Wren said the organization’s commitment to growing its talent in the farm system hasn’t changed since Bobby Cox and John Schuerholz turned the annual draft into their own private clinic two decades ago. Jones remembers playing in Class AAA alongside seven others who’d become regular starters in Atlanta.
“I think a lot of organizations have looked at them and liked the way they’ve run their operation on the major league level, as well as the minor league level,” said Nationals Manager Davey Johnson.
Several players on the current Braves roster similarly grew up together. Five of Monday’s starters, including Jones, Heyward and McCann, were drafted into the organization. It creates a clubhouse camaraderie that’s difficult to replicate. This year’s squad, for example, was desperate for a win last month when Jones encouraged his teammates to yank up their pant legs and take the field with knee-high socks. It worked, they won the game and have adopted the dress code every Monday since, including Monday in Washington.
Heyward, the Braves’ first-round pick in 2007, is only 23 years old but says the clubhouse rapport is impossible to miss. He likens it to family.

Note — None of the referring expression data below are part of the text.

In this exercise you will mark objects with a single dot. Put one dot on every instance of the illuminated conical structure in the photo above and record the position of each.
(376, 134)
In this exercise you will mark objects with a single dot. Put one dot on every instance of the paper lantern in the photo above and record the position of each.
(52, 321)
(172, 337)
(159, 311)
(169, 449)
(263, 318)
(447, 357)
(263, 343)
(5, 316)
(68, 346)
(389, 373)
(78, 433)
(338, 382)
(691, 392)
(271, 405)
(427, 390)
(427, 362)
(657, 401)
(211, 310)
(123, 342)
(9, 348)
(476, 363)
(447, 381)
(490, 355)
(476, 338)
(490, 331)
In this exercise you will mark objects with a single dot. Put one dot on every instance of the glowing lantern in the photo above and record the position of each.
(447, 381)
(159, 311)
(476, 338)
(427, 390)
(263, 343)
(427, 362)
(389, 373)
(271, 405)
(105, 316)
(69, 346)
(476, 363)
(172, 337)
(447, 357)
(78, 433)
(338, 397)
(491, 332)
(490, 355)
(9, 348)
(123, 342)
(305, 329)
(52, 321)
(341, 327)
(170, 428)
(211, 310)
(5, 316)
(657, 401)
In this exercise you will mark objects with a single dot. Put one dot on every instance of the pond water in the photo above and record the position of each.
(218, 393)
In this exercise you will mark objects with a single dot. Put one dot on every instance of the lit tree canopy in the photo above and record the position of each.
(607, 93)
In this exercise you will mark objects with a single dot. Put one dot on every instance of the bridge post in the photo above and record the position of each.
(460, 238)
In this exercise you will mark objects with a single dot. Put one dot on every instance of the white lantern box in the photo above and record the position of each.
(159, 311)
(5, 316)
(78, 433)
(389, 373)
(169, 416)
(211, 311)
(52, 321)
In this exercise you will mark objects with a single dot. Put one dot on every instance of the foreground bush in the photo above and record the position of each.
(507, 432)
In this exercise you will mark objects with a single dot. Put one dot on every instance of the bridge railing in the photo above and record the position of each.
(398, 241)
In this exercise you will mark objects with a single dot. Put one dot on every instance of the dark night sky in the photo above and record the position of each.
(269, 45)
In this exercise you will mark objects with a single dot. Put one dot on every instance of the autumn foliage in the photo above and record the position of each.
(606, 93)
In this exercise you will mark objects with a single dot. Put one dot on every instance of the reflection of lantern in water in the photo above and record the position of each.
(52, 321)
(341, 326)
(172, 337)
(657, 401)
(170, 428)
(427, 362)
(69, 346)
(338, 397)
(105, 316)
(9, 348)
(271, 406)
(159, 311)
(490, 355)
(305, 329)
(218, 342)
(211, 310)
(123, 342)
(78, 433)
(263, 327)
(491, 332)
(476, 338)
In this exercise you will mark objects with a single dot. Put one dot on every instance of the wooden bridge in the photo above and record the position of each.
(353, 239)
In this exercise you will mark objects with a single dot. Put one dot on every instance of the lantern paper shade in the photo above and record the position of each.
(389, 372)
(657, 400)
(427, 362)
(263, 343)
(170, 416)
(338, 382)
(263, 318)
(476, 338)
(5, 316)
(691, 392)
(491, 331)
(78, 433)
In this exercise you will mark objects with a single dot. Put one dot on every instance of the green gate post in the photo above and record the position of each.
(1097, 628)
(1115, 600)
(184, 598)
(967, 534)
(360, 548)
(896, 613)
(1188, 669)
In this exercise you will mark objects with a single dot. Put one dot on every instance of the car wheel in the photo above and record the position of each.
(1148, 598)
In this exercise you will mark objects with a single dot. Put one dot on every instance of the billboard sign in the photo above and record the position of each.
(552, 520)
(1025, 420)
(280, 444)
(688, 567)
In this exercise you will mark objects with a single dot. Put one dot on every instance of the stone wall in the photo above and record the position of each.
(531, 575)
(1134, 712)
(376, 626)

“They look at the makeup of players, not just their talent. . . . The Braves always seem to pay attention to the makeup of everyone,” said Heyward, who hit his 21st homer of the season Monday.
While the Braves will inevitably welcome new faces into the clubhouse next year, they need not look far this week to see the successes of the Atlanta model. The Nationals have a deep starting staff — “It feels like they’re all number one starters,” said Atlanta first baseman Freddie Freeman — and they have a strong nucleus to build around.
Jones likes what he sees in the Washington clubhouse. He’s appeared in the postseason 11 times in a 19-year career, and says he thinks the Nationals will be a force for years to come.
“It’s a good pattern to model yourself after,” he said. “I think we set the standard back in the early ’90s, how to build up a minor league system and live and feed off that for 10 or 12 years.”
James Wagner contributed to this report.